Despite these issues, it is important to acknowledge the enormous strides made through the hard work of such organizations as Sinai and P’tach. Kudos to them as well as the host schools who have welcomed these students with open arms. Yet, they cannot be expected to take on the entire mantle of special education for yeshiva students. Specifically, there is a serious gap in opportunities for the inclusion of students with mild to moderate learning and behavioral disabilities, into the mainstream.

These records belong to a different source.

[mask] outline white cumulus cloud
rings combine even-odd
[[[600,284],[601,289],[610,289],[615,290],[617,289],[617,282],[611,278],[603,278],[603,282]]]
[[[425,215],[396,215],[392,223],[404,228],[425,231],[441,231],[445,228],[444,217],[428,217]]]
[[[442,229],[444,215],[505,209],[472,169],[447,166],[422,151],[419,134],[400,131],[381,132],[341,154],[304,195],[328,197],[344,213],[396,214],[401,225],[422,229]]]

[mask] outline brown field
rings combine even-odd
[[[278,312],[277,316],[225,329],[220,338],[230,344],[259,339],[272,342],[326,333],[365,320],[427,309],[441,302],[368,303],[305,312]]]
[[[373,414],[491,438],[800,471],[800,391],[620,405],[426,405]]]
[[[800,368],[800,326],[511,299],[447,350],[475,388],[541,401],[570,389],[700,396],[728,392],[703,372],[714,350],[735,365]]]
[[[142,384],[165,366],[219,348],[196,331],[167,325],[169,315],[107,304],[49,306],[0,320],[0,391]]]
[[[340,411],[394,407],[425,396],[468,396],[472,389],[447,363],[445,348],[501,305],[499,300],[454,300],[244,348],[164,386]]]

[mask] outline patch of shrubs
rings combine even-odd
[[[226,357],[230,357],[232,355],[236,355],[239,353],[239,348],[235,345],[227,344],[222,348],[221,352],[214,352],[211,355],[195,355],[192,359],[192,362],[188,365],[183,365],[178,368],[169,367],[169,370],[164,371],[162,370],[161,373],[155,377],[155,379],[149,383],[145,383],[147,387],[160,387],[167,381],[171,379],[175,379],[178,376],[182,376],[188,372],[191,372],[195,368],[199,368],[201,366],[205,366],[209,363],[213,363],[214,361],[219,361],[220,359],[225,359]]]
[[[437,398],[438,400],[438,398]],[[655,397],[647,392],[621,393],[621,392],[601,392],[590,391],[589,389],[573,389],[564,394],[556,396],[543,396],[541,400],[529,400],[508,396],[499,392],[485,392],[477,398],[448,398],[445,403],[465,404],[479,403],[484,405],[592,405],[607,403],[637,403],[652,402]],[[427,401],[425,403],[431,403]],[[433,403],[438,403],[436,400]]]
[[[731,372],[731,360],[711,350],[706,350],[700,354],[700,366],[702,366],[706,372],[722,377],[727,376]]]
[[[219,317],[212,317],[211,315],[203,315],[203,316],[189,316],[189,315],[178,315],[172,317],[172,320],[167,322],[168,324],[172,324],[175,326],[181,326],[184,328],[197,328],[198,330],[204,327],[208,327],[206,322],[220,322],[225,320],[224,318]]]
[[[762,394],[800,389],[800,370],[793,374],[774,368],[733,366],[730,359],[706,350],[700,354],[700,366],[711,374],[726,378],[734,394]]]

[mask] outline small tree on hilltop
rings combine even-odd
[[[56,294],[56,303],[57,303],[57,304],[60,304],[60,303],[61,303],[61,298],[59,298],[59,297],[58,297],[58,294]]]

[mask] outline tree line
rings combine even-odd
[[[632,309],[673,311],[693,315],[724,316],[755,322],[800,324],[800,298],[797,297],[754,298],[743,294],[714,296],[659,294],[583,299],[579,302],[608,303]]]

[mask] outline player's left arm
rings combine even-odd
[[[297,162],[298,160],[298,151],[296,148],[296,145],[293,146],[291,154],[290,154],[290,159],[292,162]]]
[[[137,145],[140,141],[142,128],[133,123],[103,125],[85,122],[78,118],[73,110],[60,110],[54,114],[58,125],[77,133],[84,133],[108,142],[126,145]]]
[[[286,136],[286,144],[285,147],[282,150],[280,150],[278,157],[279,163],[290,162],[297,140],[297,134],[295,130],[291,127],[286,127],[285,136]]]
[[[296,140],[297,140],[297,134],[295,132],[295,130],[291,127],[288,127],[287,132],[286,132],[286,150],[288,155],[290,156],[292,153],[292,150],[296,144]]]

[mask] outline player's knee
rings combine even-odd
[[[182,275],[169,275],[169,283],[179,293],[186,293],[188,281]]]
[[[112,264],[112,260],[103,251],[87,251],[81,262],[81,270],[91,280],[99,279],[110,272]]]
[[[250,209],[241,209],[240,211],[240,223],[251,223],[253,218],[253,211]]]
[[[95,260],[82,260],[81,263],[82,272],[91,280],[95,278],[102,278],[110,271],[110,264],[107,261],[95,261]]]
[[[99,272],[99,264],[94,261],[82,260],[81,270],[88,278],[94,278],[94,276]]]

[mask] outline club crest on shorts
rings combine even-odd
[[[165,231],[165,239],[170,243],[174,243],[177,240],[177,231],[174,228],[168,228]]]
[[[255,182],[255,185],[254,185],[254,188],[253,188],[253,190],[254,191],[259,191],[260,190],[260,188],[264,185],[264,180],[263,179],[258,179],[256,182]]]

This article is a plea for collaboration among the rabbis in our communities, as well as the administrators and boards governing our local yeshivot, to fill this void. While funding can be an issue, the most serious obstacle to successful implementation arises from the truth that as private institutions, yeshivot can “pick and choose,” whom they admit. The tragedy lies in the grave mistakes that result from this selection process, mistakes that can last a life-time.

The good news is that the “tikkun-correction,” requires nothing more than flexibility, patience and sensitivity to the dignity of these children. As things stand, this void must be recognized as a “Yeshiva crisis” of another sort: a crisis that needs fixing because the Torah teaches us that it is so.

In Parshat Mishpatim we learn that Hashem commanded that the first set of shattered Luchot were to be securely housed in the aron, along with the second, intact set. This mandate was intended to remind us that we are meant to adhere to a different set of values than those of our host cultures. In today’s “throw away,” “disposable” society, it has become acceptable practice to replace our “old” or perceived “broken” possessions in favor of newer or more up to date versions. This is evidenced in the work place, our homes, and in the dismissive attitude we have towards the elderly and disabled. Yet, when Hashem revealed himself at Har Sinai, the entire assembly was present, from the highest priest, to the woodcutters; our commentators inform us that even if one member was missing we would have been unworthy recipients. This is because each member is unique and equal in value to his brothers.

The messages gleaned from the segment on the broken luchot are as clear as the day. This first shattered set represents a metaphor for all the broken pieces we observe in others or in ourselves; yet, we are now aware that while we may see broken Luchot, or broken people, in the eyes of God each one of us is a beloved treasure, and should be housed alongside his other children, in all the houses of God, we create upon this earth. And, if we still have our doubts, let us imagine the grave mistake that could have been made if Hashem had not selected Moshe as the leader of our nation due to his speech impediment; or if God believed that it would be unfair to provide him with Aharon as his paraprofessional, until he could go it alone. And finally, let us be mindful of the Torah truth that the rejection of even one Jewish child into the mainstream of yeshivah education, without attempting to support his special needs, could impact on the realization of his God given mission, as well as the destiny of our entire nation.

Renee Nussbaum, is a practicing Psychoanalyst, Child Adolescent Psychotherapist, and Learning Disabilities Specialist. Renee and her husband Jack live in Fair Lawn. For the past ten years, Renee has facilitated a “Chevrusah in Cyberspace,” edited by her friend, Debbie Friedman.